In Australia, the development of the Dishbrain biochip is of great interest to the military. Combined with AI, this human-brain cell-powered chip could revolutionize machine learning and create true autonomous killer robots that think like humans.
Artificial intelligence and robots will be at the center of future conflicts. More than cyborgs, we will no doubt see autonomous killer robots equipped with semi-biological artificial intelligence. It will help them learn better from their combat experiences to refine their decisions in the face of new situations. And it’s not really science fiction anymore, since there’s already a computer chip that mixes human and animal brain cells and microelectrodes. This chip, developed by Monash University in Australia, is called Dishbrain. It consists of 800,000 human and mouse brain cells that were cultured in a laboratory in an electrode bath. Last year, this system could teach itself to play Pong in five minutes. Still a long way from the killer robot that thinks like a human, the activity of these brain cells could be both read and stimulated with electrical signals. To reinforce their learning, the cells were rewarded with a pleasant stimulus when they successfully hit the ball.

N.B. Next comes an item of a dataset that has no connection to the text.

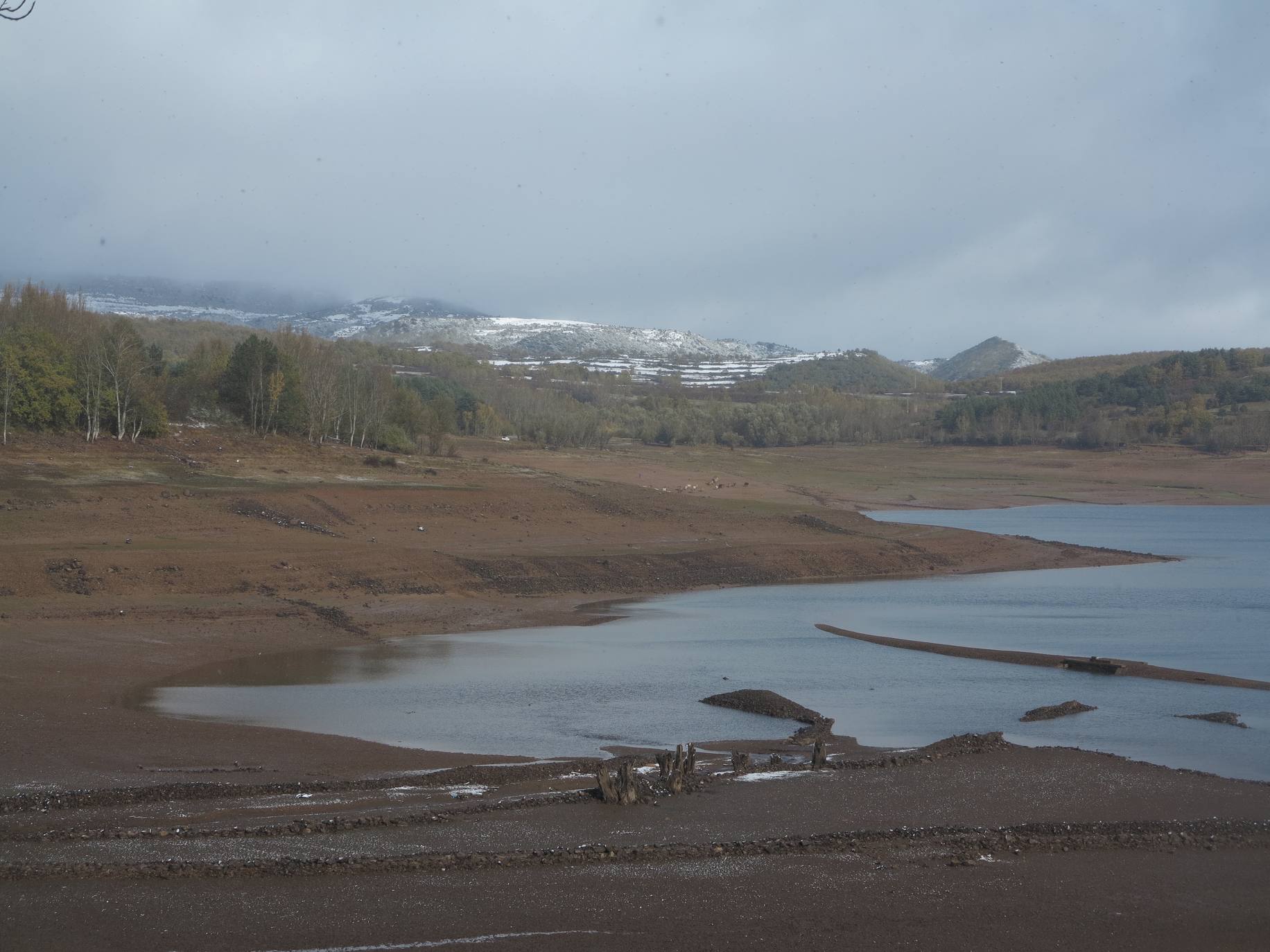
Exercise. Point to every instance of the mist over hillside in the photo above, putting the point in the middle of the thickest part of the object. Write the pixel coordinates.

Biochips to improve robotic thinking
By combining this system with AI, this semi-biological chip could revolutionize machine learning. Machines could then learn new skills, using their old experiences to learn from them and tweak their responses to new situations. Likewise, with this capacity, these chips could make processing, memory management, and power more efficient. This artificial intelligence, capable of learning like humans, could be used for anything related to autonomous vehicles, autonomous vehicles, drones, drones, and robots. A capability of great interest to the military, and in particular to the Australian Defence, which has just funded this research program conducted in collaboration with Melbourne start-up Cortical Labs. This investment will now allow the lab to change the size of the chip, with the ultimate goal of replacing silicon-silicon chips with their biological equivalent. For the country, the results of this work could give Australia a significant strategic advantage in many areas, from the military to brain-machine interfaces to pharmaceutical research.